What we have discussed are but a few forms of intersemiotic translation. There are plenty of others like myth to painting (Raja Ravi Varma’s paintings), fiction to graphic format (novels to comic books), short story to play (W. W. Jacobs’ The Monkey’s Paw or Saki’s The Open Window), fiction to television serial (BBC productions of Sherlock Holmes stories) etc. The process becomes loaded with non-aesthetic reasons when the translation occurs from an art form of high culture to one of low culture. It is undeniable that the move to bring down an inaccessible work to the common reader is an act of literary/aesthetic egalitarianism. On the other hand, we can attribute economic motives of profit to it, if the translation is into the currently popular film or television serial format. It is evident that unlike linguistic translation, intersemiotic translation is fraught with numerous issues that defy simplistic solutions. For instance, the immensely popular television serials of Mahabharata and Ramayana helped in popularizing the myths among the common viewers, many of whom might not have access to Sanskrit or scholarly texts.
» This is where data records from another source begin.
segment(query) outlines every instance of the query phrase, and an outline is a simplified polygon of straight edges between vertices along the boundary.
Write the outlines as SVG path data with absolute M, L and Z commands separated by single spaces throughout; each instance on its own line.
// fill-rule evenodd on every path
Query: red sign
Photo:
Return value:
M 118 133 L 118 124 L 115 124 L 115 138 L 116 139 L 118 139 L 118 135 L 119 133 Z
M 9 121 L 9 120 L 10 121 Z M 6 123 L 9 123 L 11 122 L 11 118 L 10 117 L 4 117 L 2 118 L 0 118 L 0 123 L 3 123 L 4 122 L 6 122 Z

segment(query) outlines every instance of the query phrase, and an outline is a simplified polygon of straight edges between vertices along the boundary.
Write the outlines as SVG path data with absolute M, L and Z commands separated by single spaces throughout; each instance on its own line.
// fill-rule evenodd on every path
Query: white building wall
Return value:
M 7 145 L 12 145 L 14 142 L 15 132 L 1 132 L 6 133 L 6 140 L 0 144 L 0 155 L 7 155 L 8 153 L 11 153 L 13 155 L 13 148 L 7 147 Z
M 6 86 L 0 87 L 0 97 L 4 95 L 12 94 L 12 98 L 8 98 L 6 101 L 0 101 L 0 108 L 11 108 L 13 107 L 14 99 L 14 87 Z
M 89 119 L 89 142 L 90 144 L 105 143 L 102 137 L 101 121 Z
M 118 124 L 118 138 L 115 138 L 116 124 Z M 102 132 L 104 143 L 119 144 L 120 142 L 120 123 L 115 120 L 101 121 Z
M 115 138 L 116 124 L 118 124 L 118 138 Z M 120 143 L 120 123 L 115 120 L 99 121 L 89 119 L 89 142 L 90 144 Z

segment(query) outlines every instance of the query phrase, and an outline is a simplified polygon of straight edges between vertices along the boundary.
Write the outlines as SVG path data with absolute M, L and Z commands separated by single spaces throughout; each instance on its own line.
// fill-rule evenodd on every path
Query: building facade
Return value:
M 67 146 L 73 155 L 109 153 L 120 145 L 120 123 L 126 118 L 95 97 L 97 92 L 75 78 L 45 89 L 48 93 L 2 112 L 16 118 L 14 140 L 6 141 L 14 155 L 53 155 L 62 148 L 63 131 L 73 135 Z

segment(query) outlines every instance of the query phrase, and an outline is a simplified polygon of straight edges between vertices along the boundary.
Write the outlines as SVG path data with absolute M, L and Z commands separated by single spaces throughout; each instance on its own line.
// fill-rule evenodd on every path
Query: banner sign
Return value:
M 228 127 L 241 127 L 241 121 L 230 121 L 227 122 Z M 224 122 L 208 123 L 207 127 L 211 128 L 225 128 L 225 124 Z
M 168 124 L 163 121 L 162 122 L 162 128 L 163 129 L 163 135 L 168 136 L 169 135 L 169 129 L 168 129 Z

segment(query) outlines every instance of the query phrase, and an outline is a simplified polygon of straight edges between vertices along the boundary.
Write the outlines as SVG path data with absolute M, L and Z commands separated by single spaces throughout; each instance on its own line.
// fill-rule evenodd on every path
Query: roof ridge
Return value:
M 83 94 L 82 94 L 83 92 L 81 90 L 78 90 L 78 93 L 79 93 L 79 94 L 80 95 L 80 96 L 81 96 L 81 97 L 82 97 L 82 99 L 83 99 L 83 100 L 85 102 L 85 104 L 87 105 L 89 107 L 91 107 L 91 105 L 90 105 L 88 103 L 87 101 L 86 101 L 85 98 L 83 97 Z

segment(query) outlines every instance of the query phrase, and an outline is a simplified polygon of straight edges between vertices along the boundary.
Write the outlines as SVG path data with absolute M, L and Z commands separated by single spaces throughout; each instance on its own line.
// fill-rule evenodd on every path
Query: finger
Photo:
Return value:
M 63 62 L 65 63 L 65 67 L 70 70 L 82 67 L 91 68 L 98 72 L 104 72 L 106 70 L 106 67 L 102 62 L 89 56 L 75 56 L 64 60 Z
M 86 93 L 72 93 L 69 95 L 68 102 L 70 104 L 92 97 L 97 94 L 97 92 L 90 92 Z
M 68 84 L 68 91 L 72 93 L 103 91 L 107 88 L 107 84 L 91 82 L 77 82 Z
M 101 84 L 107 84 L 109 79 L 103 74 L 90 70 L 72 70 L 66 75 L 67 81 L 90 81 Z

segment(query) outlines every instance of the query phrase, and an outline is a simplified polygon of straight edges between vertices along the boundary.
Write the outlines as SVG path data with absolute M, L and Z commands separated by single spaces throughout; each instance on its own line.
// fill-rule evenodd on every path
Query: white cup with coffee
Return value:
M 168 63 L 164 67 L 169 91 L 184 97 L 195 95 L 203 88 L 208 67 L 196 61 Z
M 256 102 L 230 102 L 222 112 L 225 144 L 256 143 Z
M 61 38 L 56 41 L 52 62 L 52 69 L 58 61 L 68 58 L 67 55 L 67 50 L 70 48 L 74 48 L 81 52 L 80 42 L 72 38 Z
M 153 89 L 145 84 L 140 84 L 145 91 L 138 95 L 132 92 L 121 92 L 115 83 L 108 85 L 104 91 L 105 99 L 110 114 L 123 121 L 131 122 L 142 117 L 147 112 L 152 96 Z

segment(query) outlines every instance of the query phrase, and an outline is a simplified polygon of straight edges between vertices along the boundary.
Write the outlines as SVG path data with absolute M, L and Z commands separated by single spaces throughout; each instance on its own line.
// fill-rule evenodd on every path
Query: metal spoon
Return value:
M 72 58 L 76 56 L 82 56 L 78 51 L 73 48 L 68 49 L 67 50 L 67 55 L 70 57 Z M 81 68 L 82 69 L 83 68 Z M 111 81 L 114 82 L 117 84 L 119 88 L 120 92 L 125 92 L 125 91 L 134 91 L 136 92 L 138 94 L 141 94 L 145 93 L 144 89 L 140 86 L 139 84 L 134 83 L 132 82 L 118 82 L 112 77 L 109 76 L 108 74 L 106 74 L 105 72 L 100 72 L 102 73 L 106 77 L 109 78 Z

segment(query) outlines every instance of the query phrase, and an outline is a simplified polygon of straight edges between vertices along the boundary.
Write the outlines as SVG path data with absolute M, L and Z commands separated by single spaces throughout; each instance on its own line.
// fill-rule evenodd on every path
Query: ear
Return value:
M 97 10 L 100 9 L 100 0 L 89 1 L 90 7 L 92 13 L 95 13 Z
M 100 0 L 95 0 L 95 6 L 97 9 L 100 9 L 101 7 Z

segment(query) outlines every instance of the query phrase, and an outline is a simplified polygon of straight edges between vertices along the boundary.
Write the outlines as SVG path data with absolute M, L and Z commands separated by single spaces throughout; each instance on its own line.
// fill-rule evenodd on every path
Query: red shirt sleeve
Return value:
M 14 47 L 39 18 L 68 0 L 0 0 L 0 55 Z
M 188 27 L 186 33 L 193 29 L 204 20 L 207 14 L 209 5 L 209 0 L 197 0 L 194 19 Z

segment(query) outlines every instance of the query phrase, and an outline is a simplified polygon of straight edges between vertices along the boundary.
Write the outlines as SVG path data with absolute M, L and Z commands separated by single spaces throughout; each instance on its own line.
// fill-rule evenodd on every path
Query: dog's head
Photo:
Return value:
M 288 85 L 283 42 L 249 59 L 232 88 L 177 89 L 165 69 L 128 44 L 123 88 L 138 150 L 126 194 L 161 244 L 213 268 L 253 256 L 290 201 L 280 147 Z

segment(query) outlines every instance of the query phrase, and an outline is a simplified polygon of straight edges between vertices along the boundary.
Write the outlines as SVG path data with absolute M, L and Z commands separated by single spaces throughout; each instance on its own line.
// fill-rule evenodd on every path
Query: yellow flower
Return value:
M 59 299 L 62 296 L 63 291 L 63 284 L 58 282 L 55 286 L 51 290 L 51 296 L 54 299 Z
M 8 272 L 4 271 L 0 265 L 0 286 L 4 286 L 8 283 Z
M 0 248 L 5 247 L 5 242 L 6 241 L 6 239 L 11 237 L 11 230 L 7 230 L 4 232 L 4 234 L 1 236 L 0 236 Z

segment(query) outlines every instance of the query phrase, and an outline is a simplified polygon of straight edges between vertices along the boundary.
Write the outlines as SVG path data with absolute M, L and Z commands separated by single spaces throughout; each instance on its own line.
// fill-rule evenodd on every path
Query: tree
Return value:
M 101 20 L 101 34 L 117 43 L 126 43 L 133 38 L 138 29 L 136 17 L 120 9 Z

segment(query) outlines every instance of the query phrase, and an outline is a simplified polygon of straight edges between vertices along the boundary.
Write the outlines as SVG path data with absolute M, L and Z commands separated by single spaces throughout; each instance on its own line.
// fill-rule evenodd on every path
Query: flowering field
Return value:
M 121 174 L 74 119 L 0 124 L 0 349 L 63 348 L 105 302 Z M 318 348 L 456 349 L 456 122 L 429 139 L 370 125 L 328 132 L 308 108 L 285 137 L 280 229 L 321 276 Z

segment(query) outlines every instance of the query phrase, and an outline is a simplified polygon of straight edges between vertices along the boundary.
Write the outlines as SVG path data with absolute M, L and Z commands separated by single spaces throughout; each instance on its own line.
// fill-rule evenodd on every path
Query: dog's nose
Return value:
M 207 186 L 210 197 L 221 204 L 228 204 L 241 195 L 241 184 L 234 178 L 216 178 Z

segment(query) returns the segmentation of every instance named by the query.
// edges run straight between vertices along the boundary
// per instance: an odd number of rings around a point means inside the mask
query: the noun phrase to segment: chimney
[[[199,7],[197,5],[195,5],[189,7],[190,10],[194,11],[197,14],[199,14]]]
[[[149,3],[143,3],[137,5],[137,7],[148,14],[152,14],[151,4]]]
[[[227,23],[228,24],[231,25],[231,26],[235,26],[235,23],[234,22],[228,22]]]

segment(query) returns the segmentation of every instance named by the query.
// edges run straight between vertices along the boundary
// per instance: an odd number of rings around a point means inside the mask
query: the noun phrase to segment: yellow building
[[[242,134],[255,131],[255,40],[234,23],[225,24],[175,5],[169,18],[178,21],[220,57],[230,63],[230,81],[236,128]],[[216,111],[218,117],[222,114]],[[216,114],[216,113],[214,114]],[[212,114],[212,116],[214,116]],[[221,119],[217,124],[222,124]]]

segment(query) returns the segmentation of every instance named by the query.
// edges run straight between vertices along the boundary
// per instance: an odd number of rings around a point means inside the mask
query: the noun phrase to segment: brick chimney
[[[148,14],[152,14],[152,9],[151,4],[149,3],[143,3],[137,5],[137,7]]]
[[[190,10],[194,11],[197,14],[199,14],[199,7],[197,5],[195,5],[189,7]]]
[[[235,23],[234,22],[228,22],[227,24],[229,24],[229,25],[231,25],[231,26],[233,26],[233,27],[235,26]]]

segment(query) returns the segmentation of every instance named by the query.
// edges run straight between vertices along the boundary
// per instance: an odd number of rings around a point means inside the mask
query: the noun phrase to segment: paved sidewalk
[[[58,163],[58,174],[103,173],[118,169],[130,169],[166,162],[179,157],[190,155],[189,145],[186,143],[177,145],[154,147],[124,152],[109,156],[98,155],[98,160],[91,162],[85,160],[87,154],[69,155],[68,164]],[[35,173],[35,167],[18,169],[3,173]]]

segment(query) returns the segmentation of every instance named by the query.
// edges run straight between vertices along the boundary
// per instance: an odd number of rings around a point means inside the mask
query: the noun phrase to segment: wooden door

However, it cannot be denied that they were made with an eye on the profits that they were sure to bring in. It cannot also be denied that in retrospect, these serials might have helped in promoting regressive communal politics in a society that was showing inclinations towards right-wing ideology. A comprehensive assessment of the ‘translation’ effected by the television serials will have to evaluate it as a cultural product placed in its socio-political context. This is what the cultural turn in translation studies is attempting to do.

Assignments

      1. Which are the various way in which one art form can be translated into another?

      2. Give an example of intersemiotic translation, and analyse the cultural politics of this process.